3 Comments

  1. Steven B. Tuttle
    December 23, 2012 at 5:06 pm

    I hope I can volunteer as a work at home capacity with my computer maybe 2 to 4 hours per day 3 days per week.
    Thank You in advance for considering this.
    How about if I can get the OCR data side by side with a card scan or picture of the card to verify the data that has been OCR’d correctly?

  2. David Hayes
    January 3, 2013 at 11:02 am

    Steven B. Tuttle’s remark suggests that the OCR data appear side-by-side on the screen with an image of the card that had been scanned to produce the data. Might I suggest a better idea?

    Why not have an imaging program function which automatically expands the space between lines of text on the card so that it becomes large enough to fit the OCR text? The OCR program knows where one line of text has reached bottom and where the next line has its top-most position. Having the OCR text directly above the image makes comparisons much easier, allowing difficult-to-spot differences to stand out because any letter or number in the middle of a line is positioned adjacent to its supposed counterpart.

  3. David Hayes
    January 3, 2013 at 11:23 am

    The blog post mentions the planned use of automated procedures to parse the data derived from the catalog cards, and suggests that some percentage of the parses will be misidentified by the computer program because some cards have data which is positioned or formatted differently than is normal for the cards. Some human checking of the results will be necessary.

    The human examination of the decisions made by the computer program as to where to parse and how to assign data fields, can be made easier by having the program place a bullet (of a type never seen on the catalog cards) where it determined to parse, and color-coding the data-field decisions. Thus, for example, the data identified by the program as being the registration number might get a light-yellow background. The date might get a light-green background. (The date is almost fool-proof to identify, because it will have one of twelve abbreviations for a month sandwiched between two groups of numbers.) The title might get an orange underline. In this way, a person might most-easily spot an error made by a computer..

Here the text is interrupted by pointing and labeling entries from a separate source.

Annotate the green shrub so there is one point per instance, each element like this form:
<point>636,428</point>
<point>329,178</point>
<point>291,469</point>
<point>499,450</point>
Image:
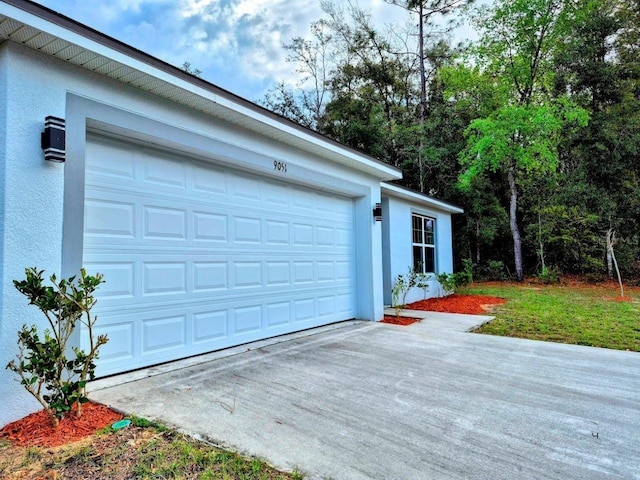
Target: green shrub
<point>549,275</point>
<point>404,283</point>
<point>452,281</point>
<point>492,270</point>
<point>57,382</point>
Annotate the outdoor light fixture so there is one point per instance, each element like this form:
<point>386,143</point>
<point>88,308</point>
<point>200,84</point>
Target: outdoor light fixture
<point>53,140</point>
<point>377,212</point>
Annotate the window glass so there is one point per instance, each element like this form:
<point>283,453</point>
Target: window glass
<point>423,236</point>
<point>417,229</point>
<point>429,260</point>
<point>418,259</point>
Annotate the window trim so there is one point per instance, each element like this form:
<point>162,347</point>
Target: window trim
<point>424,245</point>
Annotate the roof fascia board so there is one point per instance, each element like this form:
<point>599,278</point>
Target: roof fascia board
<point>400,192</point>
<point>46,20</point>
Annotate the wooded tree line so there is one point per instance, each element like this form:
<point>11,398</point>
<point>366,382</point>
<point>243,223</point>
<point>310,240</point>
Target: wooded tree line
<point>534,129</point>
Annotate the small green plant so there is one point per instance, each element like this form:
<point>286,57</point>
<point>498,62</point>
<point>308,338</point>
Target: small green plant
<point>403,285</point>
<point>57,382</point>
<point>549,275</point>
<point>450,282</point>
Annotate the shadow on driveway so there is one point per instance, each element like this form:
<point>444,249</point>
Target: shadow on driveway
<point>428,401</point>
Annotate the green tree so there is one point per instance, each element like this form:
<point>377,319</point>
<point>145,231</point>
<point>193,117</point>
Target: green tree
<point>520,138</point>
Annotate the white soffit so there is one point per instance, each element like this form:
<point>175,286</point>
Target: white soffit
<point>391,190</point>
<point>44,30</point>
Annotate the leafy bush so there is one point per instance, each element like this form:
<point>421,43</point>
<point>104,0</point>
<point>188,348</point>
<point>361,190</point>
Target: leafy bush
<point>492,270</point>
<point>57,382</point>
<point>549,275</point>
<point>404,283</point>
<point>450,282</point>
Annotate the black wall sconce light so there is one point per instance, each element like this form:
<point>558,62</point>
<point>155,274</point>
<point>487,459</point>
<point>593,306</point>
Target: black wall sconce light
<point>377,212</point>
<point>53,139</point>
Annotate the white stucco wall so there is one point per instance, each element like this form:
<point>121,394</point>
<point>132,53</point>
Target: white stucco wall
<point>397,241</point>
<point>42,223</point>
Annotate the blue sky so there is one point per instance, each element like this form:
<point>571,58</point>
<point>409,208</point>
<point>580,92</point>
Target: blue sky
<point>237,44</point>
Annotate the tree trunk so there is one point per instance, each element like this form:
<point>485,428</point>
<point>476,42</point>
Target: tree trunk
<point>513,223</point>
<point>423,96</point>
<point>477,242</point>
<point>609,248</point>
<point>611,241</point>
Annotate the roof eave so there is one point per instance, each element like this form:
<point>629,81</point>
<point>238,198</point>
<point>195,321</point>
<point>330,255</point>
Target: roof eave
<point>178,85</point>
<point>406,194</point>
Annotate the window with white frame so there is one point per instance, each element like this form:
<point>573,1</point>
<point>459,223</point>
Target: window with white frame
<point>424,243</point>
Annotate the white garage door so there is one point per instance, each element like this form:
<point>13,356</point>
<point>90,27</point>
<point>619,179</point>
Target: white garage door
<point>198,257</point>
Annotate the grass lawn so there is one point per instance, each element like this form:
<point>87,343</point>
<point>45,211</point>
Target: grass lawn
<point>574,313</point>
<point>141,451</point>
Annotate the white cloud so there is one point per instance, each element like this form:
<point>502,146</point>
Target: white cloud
<point>237,44</point>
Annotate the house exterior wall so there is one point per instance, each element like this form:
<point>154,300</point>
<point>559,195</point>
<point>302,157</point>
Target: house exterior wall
<point>42,202</point>
<point>397,245</point>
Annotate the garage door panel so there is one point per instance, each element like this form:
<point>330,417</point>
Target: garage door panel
<point>198,257</point>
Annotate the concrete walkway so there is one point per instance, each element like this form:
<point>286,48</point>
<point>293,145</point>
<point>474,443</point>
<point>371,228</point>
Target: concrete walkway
<point>428,401</point>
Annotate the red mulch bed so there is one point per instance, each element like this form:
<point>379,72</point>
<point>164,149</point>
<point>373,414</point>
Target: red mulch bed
<point>622,299</point>
<point>36,429</point>
<point>471,304</point>
<point>404,321</point>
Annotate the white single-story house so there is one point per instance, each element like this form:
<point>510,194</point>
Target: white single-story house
<point>214,221</point>
<point>416,233</point>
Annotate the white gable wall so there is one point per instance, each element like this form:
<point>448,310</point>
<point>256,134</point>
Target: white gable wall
<point>397,244</point>
<point>43,224</point>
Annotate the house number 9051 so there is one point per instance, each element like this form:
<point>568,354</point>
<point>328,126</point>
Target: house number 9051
<point>280,166</point>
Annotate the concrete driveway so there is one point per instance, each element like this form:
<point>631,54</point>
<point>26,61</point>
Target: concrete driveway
<point>427,401</point>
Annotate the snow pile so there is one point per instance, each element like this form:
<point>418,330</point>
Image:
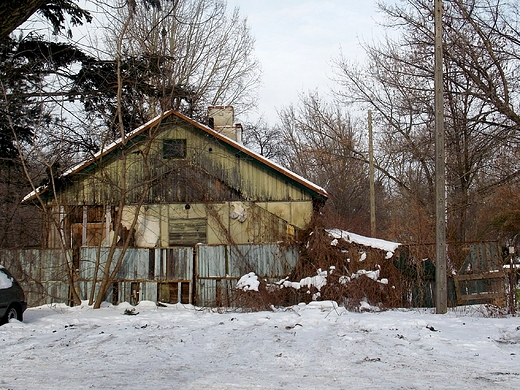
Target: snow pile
<point>314,346</point>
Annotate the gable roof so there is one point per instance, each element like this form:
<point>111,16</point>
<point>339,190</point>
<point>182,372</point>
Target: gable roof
<point>319,191</point>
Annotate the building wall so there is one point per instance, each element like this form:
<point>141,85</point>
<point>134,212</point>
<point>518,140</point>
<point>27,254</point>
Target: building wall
<point>213,195</point>
<point>181,224</point>
<point>211,171</point>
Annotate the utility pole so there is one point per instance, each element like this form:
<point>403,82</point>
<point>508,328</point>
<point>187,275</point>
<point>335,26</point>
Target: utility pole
<point>441,291</point>
<point>371,165</point>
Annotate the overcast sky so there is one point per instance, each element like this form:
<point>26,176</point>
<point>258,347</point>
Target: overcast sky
<point>297,40</point>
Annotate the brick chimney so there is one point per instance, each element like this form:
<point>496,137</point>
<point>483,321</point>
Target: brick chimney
<point>221,119</point>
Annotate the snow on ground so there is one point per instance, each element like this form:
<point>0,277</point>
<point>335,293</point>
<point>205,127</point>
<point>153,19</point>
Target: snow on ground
<point>315,346</point>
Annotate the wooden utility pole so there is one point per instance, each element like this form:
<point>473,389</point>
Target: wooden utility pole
<point>371,165</point>
<point>441,291</point>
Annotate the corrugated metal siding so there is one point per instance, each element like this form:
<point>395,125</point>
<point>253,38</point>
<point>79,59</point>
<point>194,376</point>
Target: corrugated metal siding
<point>41,274</point>
<point>141,264</point>
<point>208,164</point>
<point>220,267</point>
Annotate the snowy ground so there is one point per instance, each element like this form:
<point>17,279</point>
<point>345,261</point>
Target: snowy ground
<point>314,346</point>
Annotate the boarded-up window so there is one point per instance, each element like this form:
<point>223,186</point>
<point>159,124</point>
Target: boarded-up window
<point>168,292</point>
<point>187,232</point>
<point>174,148</point>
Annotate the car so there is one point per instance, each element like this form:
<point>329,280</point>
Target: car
<point>12,298</point>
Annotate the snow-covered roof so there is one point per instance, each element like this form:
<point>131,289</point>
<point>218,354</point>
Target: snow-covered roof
<point>157,120</point>
<point>377,243</point>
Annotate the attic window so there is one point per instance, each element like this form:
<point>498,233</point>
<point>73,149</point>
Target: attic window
<point>174,148</point>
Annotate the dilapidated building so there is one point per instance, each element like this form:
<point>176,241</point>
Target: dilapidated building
<point>167,188</point>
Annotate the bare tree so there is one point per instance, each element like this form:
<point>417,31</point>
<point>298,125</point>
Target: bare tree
<point>199,54</point>
<point>397,83</point>
<point>323,144</point>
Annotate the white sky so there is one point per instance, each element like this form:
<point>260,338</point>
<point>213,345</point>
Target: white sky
<point>297,40</point>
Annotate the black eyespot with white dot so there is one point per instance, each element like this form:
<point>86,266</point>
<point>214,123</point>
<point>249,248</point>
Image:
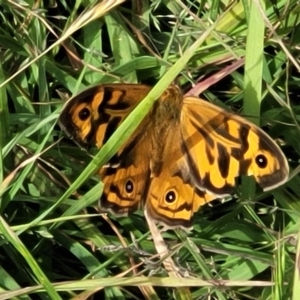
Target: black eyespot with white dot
<point>170,197</point>
<point>129,186</point>
<point>84,114</point>
<point>261,161</point>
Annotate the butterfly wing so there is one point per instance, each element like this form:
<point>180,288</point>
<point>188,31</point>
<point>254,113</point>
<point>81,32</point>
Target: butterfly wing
<point>93,115</point>
<point>172,197</point>
<point>90,118</point>
<point>219,146</point>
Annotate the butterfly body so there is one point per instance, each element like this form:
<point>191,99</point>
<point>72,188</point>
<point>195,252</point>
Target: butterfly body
<point>185,153</point>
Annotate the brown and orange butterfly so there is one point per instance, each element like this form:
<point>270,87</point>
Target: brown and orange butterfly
<point>185,153</point>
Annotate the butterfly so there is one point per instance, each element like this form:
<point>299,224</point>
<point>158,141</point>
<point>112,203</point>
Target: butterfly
<point>185,153</point>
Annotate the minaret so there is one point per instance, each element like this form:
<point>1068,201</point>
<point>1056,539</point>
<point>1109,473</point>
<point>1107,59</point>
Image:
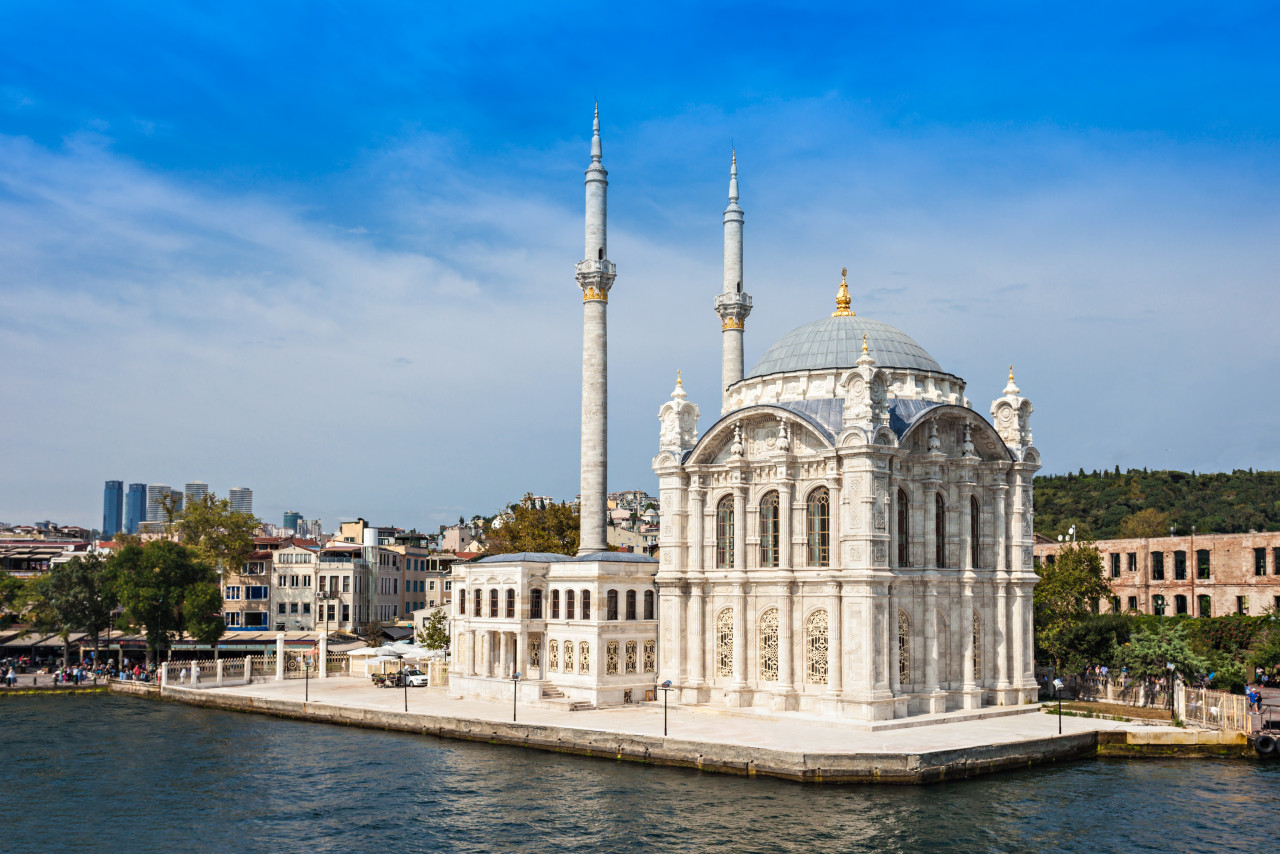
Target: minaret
<point>732,305</point>
<point>595,277</point>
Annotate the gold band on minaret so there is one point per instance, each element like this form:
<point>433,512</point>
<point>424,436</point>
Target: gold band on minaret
<point>842,300</point>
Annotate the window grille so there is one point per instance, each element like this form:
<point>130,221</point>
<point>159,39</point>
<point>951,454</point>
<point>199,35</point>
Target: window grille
<point>769,645</point>
<point>816,648</point>
<point>725,643</point>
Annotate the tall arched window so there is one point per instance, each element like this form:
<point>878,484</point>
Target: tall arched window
<point>769,645</point>
<point>977,647</point>
<point>816,648</point>
<point>904,531</point>
<point>769,530</point>
<point>940,530</point>
<point>974,530</point>
<point>904,648</point>
<point>725,643</point>
<point>725,533</point>
<point>818,516</point>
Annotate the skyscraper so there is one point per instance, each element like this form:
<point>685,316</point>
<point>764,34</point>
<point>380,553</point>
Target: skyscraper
<point>135,507</point>
<point>193,492</point>
<point>156,493</point>
<point>242,499</point>
<point>113,508</point>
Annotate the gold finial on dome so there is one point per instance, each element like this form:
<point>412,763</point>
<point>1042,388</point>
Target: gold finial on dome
<point>842,300</point>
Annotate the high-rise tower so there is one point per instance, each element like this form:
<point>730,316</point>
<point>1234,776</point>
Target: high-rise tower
<point>732,304</point>
<point>595,275</point>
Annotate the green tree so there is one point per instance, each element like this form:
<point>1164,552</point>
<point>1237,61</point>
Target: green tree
<point>76,596</point>
<point>434,635</point>
<point>549,529</point>
<point>1147,521</point>
<point>1159,644</point>
<point>1066,596</point>
<point>165,589</point>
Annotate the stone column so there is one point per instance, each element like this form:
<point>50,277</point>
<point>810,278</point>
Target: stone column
<point>835,643</point>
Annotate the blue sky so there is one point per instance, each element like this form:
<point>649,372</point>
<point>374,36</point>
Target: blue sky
<point>325,250</point>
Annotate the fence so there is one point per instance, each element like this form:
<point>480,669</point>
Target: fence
<point>1214,709</point>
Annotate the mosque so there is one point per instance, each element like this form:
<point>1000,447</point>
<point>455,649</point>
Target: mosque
<point>850,538</point>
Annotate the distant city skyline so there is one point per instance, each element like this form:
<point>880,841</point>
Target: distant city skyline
<point>341,269</point>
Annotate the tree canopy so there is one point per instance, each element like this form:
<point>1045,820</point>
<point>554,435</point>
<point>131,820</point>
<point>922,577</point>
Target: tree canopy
<point>1106,505</point>
<point>545,529</point>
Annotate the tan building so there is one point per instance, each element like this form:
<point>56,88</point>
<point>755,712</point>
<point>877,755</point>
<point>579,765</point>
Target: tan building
<point>1206,575</point>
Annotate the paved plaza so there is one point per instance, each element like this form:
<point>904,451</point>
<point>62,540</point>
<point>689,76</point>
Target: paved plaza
<point>791,733</point>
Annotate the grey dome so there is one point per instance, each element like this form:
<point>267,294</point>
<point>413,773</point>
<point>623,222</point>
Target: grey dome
<point>837,342</point>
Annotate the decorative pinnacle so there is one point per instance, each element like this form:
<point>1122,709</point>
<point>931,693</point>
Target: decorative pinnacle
<point>842,300</point>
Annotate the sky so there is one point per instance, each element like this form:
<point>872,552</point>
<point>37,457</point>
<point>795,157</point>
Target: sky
<point>325,250</point>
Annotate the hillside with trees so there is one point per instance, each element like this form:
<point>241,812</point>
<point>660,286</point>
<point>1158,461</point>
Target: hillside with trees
<point>1105,505</point>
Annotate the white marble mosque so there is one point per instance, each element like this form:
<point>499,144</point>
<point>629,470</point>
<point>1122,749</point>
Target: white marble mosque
<point>850,538</point>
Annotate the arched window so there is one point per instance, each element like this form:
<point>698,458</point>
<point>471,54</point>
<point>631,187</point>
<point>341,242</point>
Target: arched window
<point>725,643</point>
<point>769,530</point>
<point>725,533</point>
<point>904,648</point>
<point>819,526</point>
<point>977,647</point>
<point>769,645</point>
<point>816,648</point>
<point>904,531</point>
<point>974,530</point>
<point>940,530</point>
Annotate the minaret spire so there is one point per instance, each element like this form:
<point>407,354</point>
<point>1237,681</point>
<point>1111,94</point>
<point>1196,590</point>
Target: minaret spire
<point>595,275</point>
<point>732,304</point>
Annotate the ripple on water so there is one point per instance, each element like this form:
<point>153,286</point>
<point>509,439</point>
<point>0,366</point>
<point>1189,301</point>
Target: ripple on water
<point>150,776</point>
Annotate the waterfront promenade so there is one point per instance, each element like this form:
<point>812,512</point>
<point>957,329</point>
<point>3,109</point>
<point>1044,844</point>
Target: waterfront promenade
<point>794,748</point>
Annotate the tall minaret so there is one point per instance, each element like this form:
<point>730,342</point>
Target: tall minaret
<point>595,277</point>
<point>732,305</point>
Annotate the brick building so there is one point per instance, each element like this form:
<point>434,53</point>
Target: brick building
<point>1197,574</point>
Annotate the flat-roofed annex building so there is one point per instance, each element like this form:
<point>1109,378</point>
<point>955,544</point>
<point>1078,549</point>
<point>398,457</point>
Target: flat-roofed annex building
<point>1203,575</point>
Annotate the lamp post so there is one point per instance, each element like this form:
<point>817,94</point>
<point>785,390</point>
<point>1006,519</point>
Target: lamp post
<point>1057,692</point>
<point>666,689</point>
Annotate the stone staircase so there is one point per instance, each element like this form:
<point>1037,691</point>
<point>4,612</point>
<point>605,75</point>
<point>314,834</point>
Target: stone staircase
<point>554,698</point>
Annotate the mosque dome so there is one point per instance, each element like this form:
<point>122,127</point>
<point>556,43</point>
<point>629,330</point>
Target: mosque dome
<point>837,342</point>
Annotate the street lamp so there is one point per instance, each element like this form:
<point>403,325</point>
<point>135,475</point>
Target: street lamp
<point>666,689</point>
<point>1057,692</point>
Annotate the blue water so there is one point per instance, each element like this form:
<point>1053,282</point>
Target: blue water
<point>112,773</point>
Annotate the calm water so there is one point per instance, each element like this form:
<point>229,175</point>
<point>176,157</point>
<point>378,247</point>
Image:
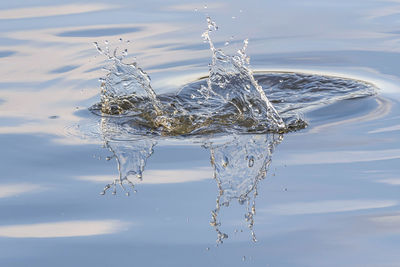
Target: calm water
<point>330,197</point>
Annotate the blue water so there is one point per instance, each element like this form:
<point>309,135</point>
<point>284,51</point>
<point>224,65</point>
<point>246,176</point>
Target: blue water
<point>330,197</point>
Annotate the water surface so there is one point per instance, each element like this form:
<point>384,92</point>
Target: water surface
<point>330,196</point>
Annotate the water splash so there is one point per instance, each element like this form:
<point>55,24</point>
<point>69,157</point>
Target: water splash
<point>232,101</point>
<point>231,79</point>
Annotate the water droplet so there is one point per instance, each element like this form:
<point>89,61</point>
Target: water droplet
<point>251,161</point>
<point>225,161</point>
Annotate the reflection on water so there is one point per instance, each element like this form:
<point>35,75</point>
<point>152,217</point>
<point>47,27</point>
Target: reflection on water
<point>239,165</point>
<point>239,162</point>
<point>62,229</point>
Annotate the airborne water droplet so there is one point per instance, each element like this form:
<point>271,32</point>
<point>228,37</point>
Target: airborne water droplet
<point>251,161</point>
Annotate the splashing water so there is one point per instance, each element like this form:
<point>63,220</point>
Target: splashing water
<point>231,100</point>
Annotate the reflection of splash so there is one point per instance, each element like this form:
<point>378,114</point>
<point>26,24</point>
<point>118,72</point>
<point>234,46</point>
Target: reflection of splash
<point>131,159</point>
<point>239,165</point>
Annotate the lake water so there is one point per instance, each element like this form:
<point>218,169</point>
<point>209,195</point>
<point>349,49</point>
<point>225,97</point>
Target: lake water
<point>331,193</point>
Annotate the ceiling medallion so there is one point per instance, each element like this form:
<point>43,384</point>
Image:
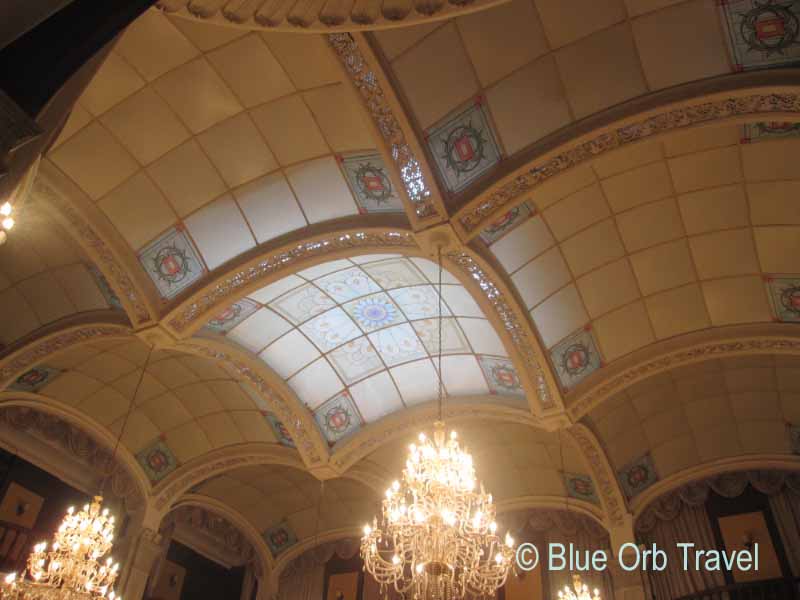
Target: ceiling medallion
<point>437,536</point>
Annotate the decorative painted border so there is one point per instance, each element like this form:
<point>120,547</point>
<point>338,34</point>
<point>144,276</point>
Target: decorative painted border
<point>418,189</point>
<point>100,252</point>
<point>311,447</point>
<point>284,259</point>
<point>33,354</point>
<point>514,326</point>
<point>609,491</point>
<point>778,344</point>
<point>473,218</point>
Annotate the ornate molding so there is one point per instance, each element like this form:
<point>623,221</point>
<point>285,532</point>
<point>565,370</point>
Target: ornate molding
<point>283,261</point>
<point>610,494</point>
<point>17,363</point>
<point>322,17</point>
<point>216,462</point>
<point>522,338</point>
<point>417,181</point>
<point>292,413</point>
<point>99,251</point>
<point>670,118</point>
<point>411,420</point>
<point>80,445</point>
<point>781,341</point>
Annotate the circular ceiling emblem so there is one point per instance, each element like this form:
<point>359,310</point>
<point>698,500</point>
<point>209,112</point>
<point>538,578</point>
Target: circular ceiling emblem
<point>770,27</point>
<point>575,359</point>
<point>373,183</point>
<point>171,264</point>
<point>790,299</point>
<point>464,148</point>
<point>338,419</point>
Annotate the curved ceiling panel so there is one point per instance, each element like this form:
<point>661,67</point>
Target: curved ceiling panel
<point>45,276</point>
<point>511,460</point>
<point>357,339</point>
<point>693,415</point>
<point>186,405</point>
<point>653,242</point>
<point>199,142</point>
<point>323,17</point>
<point>285,503</point>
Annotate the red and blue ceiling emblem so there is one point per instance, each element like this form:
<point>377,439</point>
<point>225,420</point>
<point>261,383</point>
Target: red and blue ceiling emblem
<point>637,476</point>
<point>279,538</point>
<point>338,417</point>
<point>575,358</point>
<point>785,298</point>
<point>464,146</point>
<point>157,460</point>
<point>370,183</point>
<point>762,33</point>
<point>502,377</point>
<point>34,379</point>
<point>233,315</point>
<point>580,487</point>
<point>172,262</point>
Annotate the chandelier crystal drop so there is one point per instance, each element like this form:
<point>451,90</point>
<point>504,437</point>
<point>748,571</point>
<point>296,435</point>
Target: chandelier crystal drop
<point>581,591</point>
<point>75,566</point>
<point>437,538</point>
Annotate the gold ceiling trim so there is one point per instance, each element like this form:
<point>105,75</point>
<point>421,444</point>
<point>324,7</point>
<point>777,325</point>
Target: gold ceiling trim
<point>524,344</point>
<point>188,316</point>
<point>217,462</point>
<point>80,435</point>
<point>516,187</point>
<point>603,475</point>
<point>384,108</point>
<point>756,462</point>
<point>292,413</point>
<point>409,421</point>
<point>96,244</point>
<point>767,338</point>
<point>321,17</point>
<point>38,351</point>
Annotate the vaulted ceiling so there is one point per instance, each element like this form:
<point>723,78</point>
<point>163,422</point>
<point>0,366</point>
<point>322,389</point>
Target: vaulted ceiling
<point>613,188</point>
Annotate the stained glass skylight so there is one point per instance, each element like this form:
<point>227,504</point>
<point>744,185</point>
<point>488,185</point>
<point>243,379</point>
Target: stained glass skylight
<point>358,339</point>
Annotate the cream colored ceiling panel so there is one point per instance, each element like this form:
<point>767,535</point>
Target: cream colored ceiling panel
<point>220,231</point>
<point>503,39</point>
<point>154,46</point>
<point>724,253</point>
<point>321,190</point>
<point>774,202</point>
<point>251,71</point>
<point>681,43</point>
<point>237,150</point>
<point>677,311</point>
<point>115,80</point>
<point>138,210</point>
<point>198,95</point>
<point>566,22</point>
<point>95,160</point>
<point>612,76</point>
<point>736,300</point>
<point>187,178</point>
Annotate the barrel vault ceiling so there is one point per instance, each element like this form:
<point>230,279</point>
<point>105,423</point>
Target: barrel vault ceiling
<point>225,193</point>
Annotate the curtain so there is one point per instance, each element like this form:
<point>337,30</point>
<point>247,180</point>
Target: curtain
<point>691,524</point>
<point>785,508</point>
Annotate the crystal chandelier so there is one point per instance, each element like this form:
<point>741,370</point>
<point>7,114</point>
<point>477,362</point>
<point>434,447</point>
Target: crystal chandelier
<point>73,568</point>
<point>437,536</point>
<point>76,566</point>
<point>581,591</point>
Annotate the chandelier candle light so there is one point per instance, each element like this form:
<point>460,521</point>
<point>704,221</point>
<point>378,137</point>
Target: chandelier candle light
<point>437,537</point>
<point>76,566</point>
<point>581,591</point>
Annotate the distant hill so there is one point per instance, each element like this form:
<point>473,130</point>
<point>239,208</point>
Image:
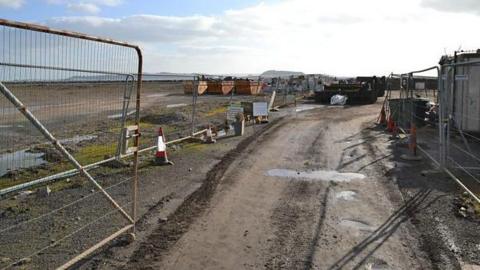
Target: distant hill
<point>280,73</point>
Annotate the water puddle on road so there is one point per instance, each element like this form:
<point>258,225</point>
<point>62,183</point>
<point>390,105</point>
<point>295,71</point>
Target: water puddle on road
<point>346,195</point>
<point>355,224</point>
<point>316,175</point>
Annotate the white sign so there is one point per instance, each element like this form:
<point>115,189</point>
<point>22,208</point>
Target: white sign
<point>260,109</point>
<point>233,111</point>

    A computer program may well be written with enough intricacy that a paragraph block which begins “MARY STEVENS, M. D. W. B. Pictures, Inc.” would be recognized as consisting of a title which ends on “M. D.” (a common abbreviation in English) and an author name which begins with “W. B.” (some human authors give their first and middle names as initials and spell out only the surname). However, some decisions will be made incorrectly by a program because human judgment can ferret out practices too uncommon to be thought of during the programming phase. This is where having different color underlinings or backgrounds would assist the person tasked with identifying poor decisions by the computer as to where to parse and assign text into data fields.